3:24am The fingernail on my left index finger chipped a little a couple days ago. The chip started to snag on different fabrics--clothing, blankets, towels--and the nail bent back. I ripped the damaged part off. Now when there's an itch on my face, instinctively my finger goes to scratch, but I'm REALLY scratching because of the jagged nail that is left. This is the metaphor that I see with my best friend right now. He makes decisions to try and alleviate an itch in his life, but the scratching only aggravates the situation. One cannot heal when the medicine is the poison. I cried. The reasons for doing so were not pleasant, but the release was something I have not been able to do in many months. It was a tremendously needed experience.
Arturo and I met at the West Covina AMC to watch TOMB RAIDER: Cradle of Life. West Covina's culture is different from Irvine. I sometimes forget that there are a lot more white people in Orange County than in many other places. Sure, even OC has pockets of ethnic majorities. The movie wasn't anything special. It entertained us just as the girls in Subway did when listening to their conversation about the type of guys they wanted to date. I had not seen Arturo since being in Las Vegas and I liked sharing my popcorn with him.
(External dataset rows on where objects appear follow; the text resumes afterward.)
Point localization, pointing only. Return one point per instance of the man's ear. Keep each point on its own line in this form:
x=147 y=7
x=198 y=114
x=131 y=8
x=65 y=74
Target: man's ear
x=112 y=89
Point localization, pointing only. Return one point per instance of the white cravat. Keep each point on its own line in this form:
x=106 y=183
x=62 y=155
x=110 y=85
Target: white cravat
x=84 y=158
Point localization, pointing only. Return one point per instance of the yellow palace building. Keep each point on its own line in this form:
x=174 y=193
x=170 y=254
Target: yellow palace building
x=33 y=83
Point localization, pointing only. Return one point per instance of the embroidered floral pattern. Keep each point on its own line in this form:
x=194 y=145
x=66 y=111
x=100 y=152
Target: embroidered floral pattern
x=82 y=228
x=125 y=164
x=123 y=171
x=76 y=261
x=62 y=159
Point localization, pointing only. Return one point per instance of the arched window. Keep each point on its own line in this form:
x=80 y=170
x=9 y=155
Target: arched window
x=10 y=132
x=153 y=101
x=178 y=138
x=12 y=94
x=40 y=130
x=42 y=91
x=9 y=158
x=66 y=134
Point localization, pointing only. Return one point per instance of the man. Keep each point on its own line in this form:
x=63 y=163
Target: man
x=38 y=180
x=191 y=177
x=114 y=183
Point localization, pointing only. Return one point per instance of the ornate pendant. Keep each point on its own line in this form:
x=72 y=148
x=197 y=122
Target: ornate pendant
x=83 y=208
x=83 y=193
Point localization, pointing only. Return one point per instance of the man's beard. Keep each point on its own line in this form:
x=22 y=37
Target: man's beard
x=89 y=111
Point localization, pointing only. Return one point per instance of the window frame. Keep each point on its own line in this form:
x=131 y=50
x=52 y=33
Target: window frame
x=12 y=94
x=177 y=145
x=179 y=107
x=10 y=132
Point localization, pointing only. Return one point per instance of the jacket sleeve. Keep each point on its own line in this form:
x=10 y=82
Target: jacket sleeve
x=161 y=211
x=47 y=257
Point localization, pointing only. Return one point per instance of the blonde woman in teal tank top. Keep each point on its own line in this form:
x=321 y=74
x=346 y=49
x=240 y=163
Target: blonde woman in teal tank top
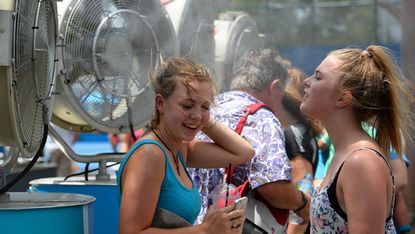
x=154 y=172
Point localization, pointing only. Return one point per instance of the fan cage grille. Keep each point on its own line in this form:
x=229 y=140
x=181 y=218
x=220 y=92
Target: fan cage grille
x=34 y=56
x=109 y=49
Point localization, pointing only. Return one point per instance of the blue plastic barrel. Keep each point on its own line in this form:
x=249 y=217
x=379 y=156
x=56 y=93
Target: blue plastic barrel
x=46 y=213
x=106 y=206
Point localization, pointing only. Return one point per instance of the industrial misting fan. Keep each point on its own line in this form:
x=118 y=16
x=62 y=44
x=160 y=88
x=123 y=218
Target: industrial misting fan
x=106 y=49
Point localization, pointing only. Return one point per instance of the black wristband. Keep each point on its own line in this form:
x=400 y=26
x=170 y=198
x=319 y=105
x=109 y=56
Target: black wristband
x=305 y=201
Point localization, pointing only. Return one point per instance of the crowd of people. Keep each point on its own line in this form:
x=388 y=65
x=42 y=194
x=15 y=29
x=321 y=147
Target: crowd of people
x=352 y=106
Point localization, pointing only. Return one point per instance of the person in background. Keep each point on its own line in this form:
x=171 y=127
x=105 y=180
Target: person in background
x=300 y=141
x=153 y=174
x=260 y=77
x=65 y=166
x=349 y=87
x=399 y=170
x=123 y=142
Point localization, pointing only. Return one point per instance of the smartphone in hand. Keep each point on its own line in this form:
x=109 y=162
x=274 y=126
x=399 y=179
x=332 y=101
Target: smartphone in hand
x=241 y=203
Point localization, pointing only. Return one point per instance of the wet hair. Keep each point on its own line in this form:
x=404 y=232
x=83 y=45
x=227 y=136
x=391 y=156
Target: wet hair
x=380 y=92
x=175 y=70
x=257 y=69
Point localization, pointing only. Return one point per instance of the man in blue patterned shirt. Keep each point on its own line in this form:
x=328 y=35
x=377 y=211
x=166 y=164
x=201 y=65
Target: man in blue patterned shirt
x=259 y=78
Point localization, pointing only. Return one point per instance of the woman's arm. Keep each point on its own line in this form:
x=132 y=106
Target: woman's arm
x=228 y=147
x=364 y=192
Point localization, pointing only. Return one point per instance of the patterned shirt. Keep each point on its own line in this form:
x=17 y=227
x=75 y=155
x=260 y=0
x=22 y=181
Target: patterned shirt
x=327 y=219
x=263 y=131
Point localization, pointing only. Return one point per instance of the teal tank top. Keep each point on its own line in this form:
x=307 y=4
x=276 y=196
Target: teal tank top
x=173 y=197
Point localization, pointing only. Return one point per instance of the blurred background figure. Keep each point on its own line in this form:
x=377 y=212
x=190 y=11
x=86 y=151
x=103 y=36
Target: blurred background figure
x=300 y=141
x=53 y=154
x=122 y=142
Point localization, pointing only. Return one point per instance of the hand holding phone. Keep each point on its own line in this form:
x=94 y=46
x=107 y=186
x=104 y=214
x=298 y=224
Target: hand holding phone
x=241 y=203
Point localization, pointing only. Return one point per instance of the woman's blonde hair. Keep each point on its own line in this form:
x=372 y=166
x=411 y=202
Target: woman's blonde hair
x=380 y=92
x=175 y=70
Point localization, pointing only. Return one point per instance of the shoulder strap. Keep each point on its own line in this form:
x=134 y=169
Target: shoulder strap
x=248 y=110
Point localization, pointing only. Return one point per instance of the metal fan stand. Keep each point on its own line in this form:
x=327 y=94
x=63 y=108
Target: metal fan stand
x=101 y=158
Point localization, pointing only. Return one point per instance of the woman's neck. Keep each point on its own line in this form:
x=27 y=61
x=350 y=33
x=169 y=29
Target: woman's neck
x=167 y=139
When I look at my loves, I remember how I wanted so much to have something work with Arturo between 19-21. When I began to understand who I was, I realized that our personalities would never facilitate living together or building a life together. The friendship has been treasured ever since I realized that.
The other day, at lunch with Matt & Ryan, I indirectly implied that Ryan's hands were not attractive. It's not what I meant, but I was eating and sticking my foot in my mouth---something was bound to come out wrong.
Man-Boy. Boyman. I notice friends my age and a couple years older transitioning into this "manhood" thing. I see (and feel) the "lost-ness." For some people, choosing a career and running with it was never a question. For others, it was something they fell into and now stay in it for the stability and the lives they've created for themselves. Then the tail end of us still haven't committed to anything as a career and don't see anything that would satisfy us. I don't.